# Naive Bayes sentiment model and use it to analyze Twitter data


create a Naive Bayes sentiment model and use it to analyze Twitter data.

# Large Movie Review Dataset

The Large Movie Review Dataset is a corpus of 50,000 movie reviews from IMDB that have been classified as either positive or negative. More information about the dataset can be found at https://ai.stanford.edu/~amaas/data/sentiment/.

The following code downloads a copy of the Large Movie Review Dataset and saves it in a variable `imdb_corpus`.

In [None]:
import urllib.request, json
imdb_corpus = []
with urllib.request.urlopen("https://storage.googleapis.com/wd13/IMDBReviewSent.txt") as url:
  for line in url.readlines():
    imdb_corpus.append(line.decode().split('\t'))

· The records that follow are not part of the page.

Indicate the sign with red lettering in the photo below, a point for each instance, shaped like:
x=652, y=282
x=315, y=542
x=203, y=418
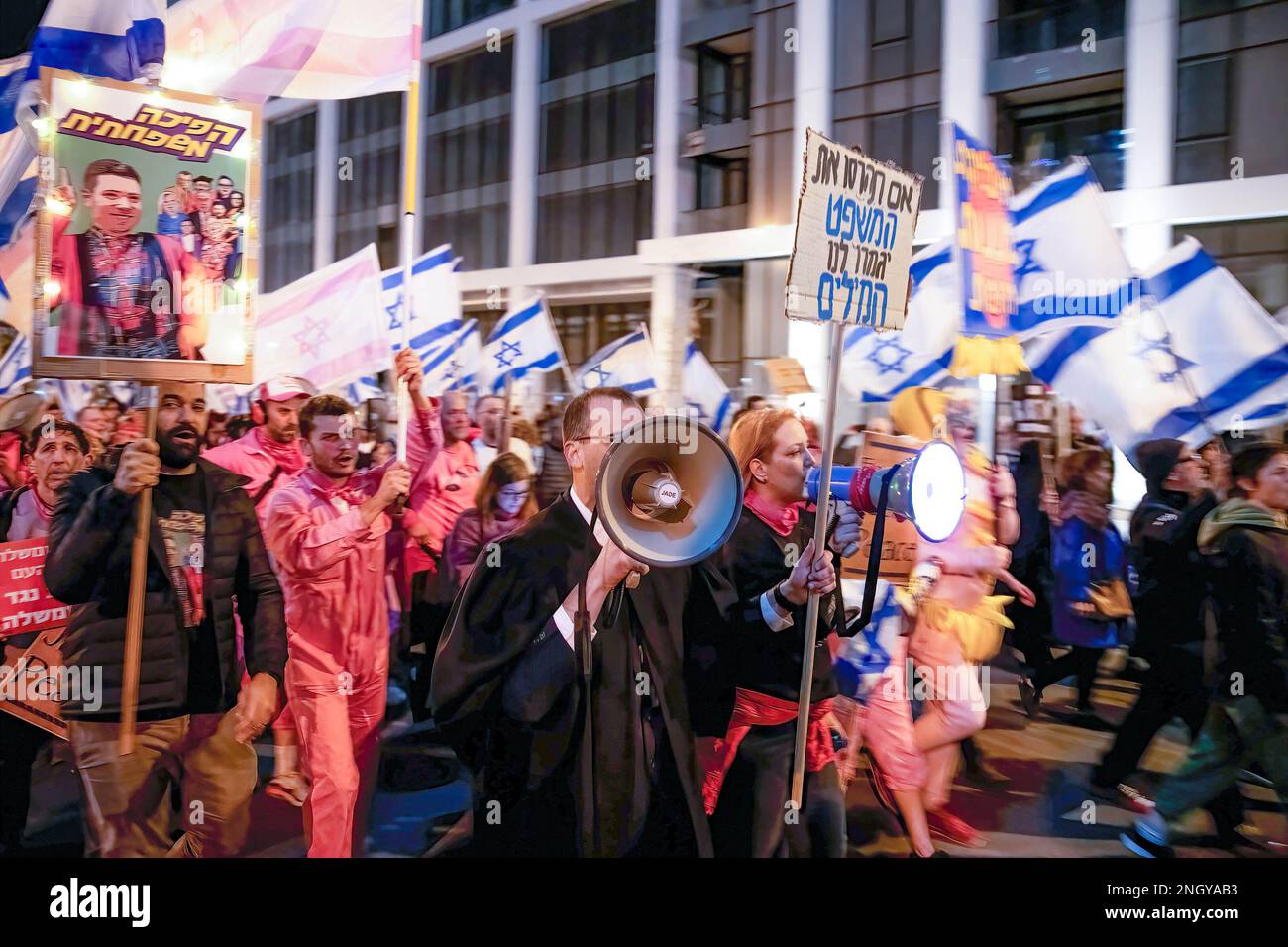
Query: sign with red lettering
x=25, y=602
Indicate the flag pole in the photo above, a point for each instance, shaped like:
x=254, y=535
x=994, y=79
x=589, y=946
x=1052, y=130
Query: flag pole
x=820, y=515
x=411, y=175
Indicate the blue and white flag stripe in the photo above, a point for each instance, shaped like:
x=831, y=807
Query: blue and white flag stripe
x=1201, y=356
x=14, y=365
x=704, y=392
x=1069, y=264
x=455, y=365
x=880, y=365
x=626, y=364
x=523, y=342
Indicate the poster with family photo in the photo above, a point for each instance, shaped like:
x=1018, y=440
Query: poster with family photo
x=146, y=254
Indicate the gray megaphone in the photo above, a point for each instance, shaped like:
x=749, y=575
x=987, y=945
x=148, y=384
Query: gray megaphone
x=669, y=491
x=927, y=488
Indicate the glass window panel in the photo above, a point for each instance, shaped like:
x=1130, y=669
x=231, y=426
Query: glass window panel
x=1202, y=99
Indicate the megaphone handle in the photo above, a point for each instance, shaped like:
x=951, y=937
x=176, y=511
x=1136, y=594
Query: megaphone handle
x=870, y=583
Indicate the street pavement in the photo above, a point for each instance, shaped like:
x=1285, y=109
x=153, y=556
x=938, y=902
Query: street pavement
x=1039, y=809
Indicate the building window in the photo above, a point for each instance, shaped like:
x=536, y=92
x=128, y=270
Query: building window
x=468, y=157
x=1197, y=9
x=370, y=141
x=599, y=127
x=597, y=222
x=1035, y=26
x=1202, y=120
x=288, y=180
x=445, y=16
x=720, y=182
x=610, y=34
x=722, y=85
x=1037, y=140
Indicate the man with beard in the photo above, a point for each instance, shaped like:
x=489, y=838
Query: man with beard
x=196, y=719
x=55, y=451
x=269, y=457
x=117, y=292
x=327, y=532
x=505, y=685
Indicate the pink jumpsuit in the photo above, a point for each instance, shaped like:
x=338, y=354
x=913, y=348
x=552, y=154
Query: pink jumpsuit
x=333, y=571
x=250, y=458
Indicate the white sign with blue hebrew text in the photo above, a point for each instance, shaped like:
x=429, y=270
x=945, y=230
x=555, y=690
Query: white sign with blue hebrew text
x=854, y=227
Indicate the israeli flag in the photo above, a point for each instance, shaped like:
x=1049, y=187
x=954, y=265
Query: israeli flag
x=626, y=363
x=14, y=365
x=17, y=154
x=1069, y=264
x=364, y=389
x=455, y=365
x=524, y=342
x=704, y=393
x=876, y=367
x=1202, y=356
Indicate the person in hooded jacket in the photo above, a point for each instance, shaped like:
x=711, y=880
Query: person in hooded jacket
x=1244, y=541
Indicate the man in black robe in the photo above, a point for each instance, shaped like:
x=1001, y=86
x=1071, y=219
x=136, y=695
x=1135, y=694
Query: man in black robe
x=506, y=686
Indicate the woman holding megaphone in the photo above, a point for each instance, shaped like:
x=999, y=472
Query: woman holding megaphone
x=773, y=565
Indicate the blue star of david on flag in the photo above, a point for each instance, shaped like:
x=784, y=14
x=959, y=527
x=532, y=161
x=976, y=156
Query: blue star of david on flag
x=1028, y=263
x=888, y=356
x=509, y=352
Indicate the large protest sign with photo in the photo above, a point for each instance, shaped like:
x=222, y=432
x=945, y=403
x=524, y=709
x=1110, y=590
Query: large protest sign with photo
x=854, y=227
x=33, y=676
x=146, y=252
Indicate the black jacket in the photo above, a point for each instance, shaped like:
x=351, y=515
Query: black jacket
x=506, y=696
x=1248, y=585
x=767, y=661
x=89, y=567
x=1170, y=573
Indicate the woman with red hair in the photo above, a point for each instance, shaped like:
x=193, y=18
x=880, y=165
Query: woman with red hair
x=772, y=562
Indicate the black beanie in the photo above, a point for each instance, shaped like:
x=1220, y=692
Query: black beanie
x=1155, y=459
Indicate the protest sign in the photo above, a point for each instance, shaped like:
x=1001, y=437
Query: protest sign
x=900, y=539
x=854, y=227
x=787, y=376
x=25, y=602
x=984, y=250
x=33, y=678
x=146, y=248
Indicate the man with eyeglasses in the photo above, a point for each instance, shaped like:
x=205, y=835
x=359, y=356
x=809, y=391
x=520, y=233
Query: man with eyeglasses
x=505, y=686
x=1168, y=603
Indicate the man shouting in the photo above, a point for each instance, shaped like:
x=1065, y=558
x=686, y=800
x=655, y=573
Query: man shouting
x=196, y=720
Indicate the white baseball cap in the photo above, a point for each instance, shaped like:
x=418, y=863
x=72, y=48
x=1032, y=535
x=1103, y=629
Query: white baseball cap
x=283, y=388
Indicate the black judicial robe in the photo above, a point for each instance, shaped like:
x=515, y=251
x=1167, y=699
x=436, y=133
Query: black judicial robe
x=768, y=661
x=506, y=690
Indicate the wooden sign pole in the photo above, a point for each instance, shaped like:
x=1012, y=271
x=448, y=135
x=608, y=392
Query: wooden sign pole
x=803, y=707
x=138, y=585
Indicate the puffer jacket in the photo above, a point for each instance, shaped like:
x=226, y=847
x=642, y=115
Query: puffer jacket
x=89, y=567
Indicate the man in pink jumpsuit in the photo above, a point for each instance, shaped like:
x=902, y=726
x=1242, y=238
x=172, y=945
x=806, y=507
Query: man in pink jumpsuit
x=327, y=532
x=270, y=457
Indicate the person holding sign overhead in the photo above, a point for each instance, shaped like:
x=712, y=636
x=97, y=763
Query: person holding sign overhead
x=196, y=720
x=327, y=534
x=55, y=451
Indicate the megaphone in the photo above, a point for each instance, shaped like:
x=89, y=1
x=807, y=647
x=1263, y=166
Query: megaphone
x=928, y=488
x=669, y=491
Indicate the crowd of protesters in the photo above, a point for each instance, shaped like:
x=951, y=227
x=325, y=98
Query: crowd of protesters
x=300, y=573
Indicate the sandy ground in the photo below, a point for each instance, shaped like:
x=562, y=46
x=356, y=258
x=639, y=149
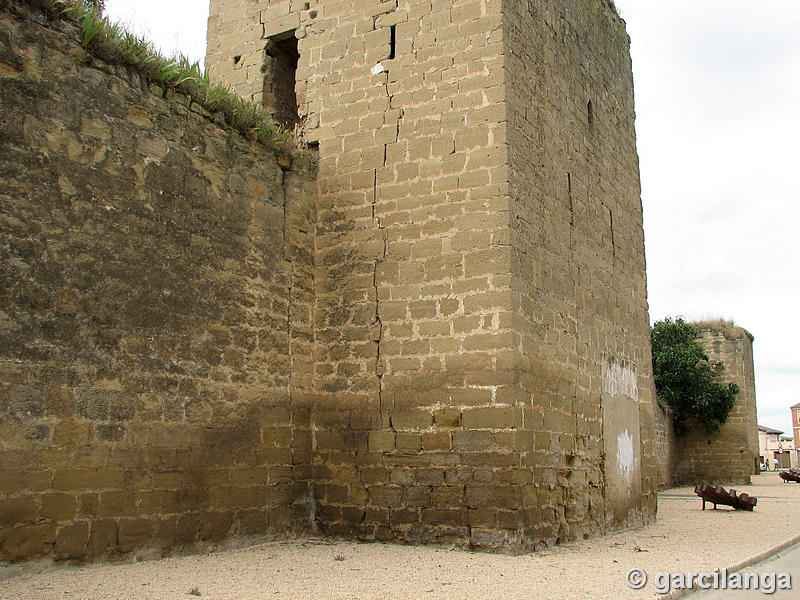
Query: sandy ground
x=684, y=539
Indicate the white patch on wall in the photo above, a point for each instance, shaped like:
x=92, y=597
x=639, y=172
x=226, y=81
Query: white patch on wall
x=626, y=461
x=619, y=380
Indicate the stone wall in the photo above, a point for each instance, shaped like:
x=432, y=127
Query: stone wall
x=578, y=272
x=156, y=294
x=482, y=366
x=729, y=455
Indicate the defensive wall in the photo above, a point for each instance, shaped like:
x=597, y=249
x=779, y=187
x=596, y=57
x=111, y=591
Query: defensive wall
x=155, y=307
x=436, y=331
x=482, y=367
x=729, y=455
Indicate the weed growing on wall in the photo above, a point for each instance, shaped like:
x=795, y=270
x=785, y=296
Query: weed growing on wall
x=685, y=378
x=112, y=43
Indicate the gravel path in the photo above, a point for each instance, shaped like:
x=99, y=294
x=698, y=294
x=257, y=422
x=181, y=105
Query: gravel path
x=684, y=539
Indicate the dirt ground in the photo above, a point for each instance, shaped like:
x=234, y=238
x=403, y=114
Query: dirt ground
x=684, y=539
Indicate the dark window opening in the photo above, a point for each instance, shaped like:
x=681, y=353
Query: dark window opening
x=280, y=79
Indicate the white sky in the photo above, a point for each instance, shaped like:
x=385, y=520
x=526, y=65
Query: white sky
x=717, y=86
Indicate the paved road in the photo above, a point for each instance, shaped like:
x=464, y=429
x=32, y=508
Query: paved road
x=786, y=561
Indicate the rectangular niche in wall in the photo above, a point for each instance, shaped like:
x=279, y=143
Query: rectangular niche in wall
x=280, y=68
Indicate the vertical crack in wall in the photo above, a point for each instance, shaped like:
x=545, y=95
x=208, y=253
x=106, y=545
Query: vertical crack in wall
x=288, y=257
x=376, y=330
x=613, y=244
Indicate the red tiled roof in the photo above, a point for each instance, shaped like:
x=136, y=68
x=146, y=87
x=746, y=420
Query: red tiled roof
x=768, y=430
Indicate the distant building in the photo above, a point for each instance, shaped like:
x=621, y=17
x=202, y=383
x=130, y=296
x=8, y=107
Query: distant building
x=773, y=444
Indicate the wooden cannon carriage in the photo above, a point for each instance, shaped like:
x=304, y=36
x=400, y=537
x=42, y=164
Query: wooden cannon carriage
x=719, y=495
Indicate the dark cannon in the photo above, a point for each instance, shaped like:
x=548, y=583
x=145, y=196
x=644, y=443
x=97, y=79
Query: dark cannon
x=719, y=495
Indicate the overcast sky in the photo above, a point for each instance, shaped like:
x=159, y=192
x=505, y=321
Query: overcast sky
x=717, y=86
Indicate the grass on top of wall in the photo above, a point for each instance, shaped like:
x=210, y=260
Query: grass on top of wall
x=113, y=44
x=721, y=325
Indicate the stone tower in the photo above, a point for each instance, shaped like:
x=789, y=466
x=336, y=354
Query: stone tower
x=729, y=455
x=482, y=367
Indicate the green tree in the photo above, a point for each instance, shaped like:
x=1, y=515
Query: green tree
x=686, y=379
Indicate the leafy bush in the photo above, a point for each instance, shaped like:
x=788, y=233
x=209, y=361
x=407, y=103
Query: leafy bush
x=686, y=380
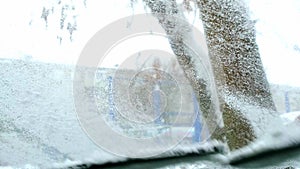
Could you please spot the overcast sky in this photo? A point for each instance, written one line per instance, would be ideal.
(24, 34)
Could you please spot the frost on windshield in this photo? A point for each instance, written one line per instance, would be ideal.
(212, 97)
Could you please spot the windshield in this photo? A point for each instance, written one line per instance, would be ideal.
(153, 84)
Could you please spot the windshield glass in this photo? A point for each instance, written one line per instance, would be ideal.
(181, 83)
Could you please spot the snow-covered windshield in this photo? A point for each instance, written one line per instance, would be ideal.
(117, 82)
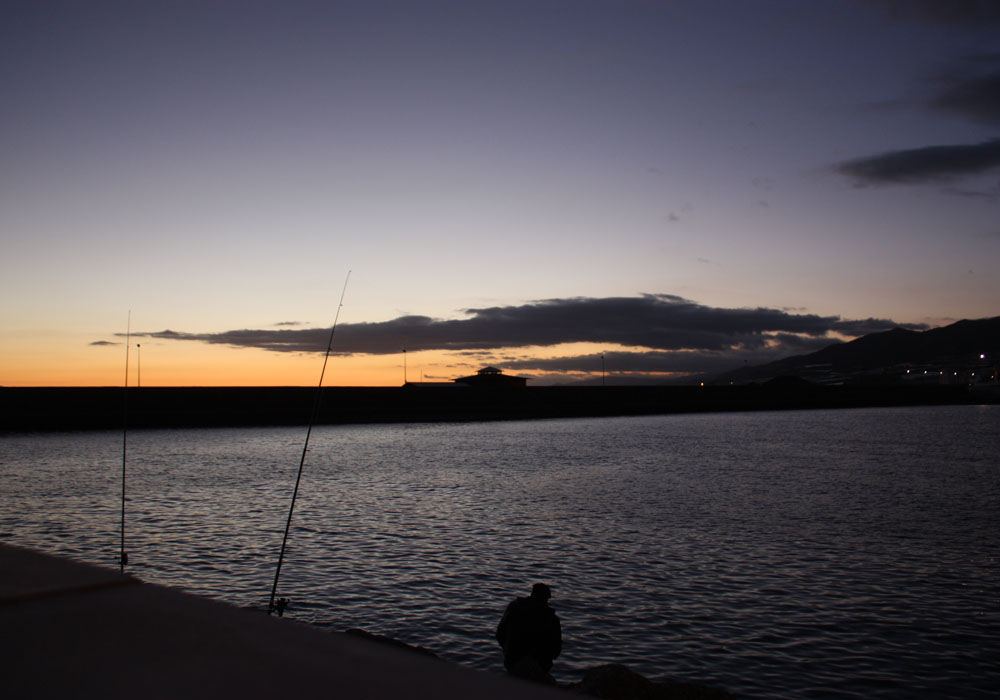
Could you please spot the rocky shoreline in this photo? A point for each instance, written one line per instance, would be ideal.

`imdb_corpus` is a list. Each element of the list is another list which stores a document and its label.

In [None]:
# print the text and label of document 16
docid = 16
print(imdb_corpus[docid])

['positive', "Some films just simply should not be remade. This is one of them. In and of itself it is not a bad film. But it fails to capture the flavor and the terror of the 1963 film of the same title. Liam Neeson was excellent as he always is, and most of the cast holds up, with the exception of Owen Wilson, who just did not bring the right feel to the character of Luke. But the major fault with this version is that it strayed too far from the Shirley Jackson story in it's attempts to be grandiose and lost some of the thrill of the earlier film in a trade off for snazzier special effects. Again I will say that in and of itself it is not a bad film. But you will enjoy the friction of terror in the older version much more.\n"]


In [None]:
# print the label of document 16
docid = 16
print(imdb_corpus[docid][0])

positive


In [None]:
# print the text of document 16
docid = 16
print(imdb_corpus[docid][1])

Some films just simply should not be remade. This is one of them. In and of itself it is not a bad film. But it fails to capture the flavor and the terror of the 1963 film of the same title. Liam Neeson was excellent as he always is, and most of the cast holds up, with the exception of Owen Wilson, who just did not bring the right feel to the character of Luke. But the major fault with this version is that it strayed too far from the Shirley Jackson story in it's attempts to be grandiose and lost some of the thrill of the earlier film in a trade off for snazzier special effects. Again I will say that in and of itself it is not a bad film. But you will enjoy the friction of terror in the older version much more.



# Create a tokenizer

Write a function `tokenize` that takes a string and returns a list of tokens.

In [None]:
import re

def tokenize(doc):
  doc= doc.lower()
  tokens=re.findall(r'\w+',doc)

  return tokens


# Import log function

In [None]:
from math import log
log(1)

import math

def safe_log(x,y):
    if x <= 0:
        return 0
    return math.log(x/y)

# Create a lexicon

Calculate sentiment scores for every token in the corpus, using the method discussed in class. Store these scores in a dictionary called `lexicon`.

In [None]:

lexicon = {}
total_pos_doc=0
total_neg_doc=0
positiveToken_count={}
negativeToken_count={}
corpusTokenlist=set()

for i in range(len(imdb_corpus)):
  token_list=tokenize(imdb_corpus[i][1])
  for j in token_list:
      corpusTokenlist.add(j)

  for token_list_word in token_list:
    if imdb_corpus[i][0]=='positive':
      if token_list_word not in positiveToken_count:
        positiveToken_count[token_list_word] = 0
      positiveToken_count[token_list_word] += 1
    else:
      if token_list_word not in negativeToken_count:
        negativeToken_count[token_list_word] = 0
      negativeToken_count[token_list_word] += 1

  if imdb_corpus[i][0] == "positive":
    total_pos_doc+=1
  else:
    total_neg_doc+=1

for token in corpusTokenlist:
  if token in positiveToken_count and token in negativeToken_count:
    lexicon[token] = safe_log(positiveToken_count[token]/total_pos_doc,negativeToken_count[token]/total_neg_doc)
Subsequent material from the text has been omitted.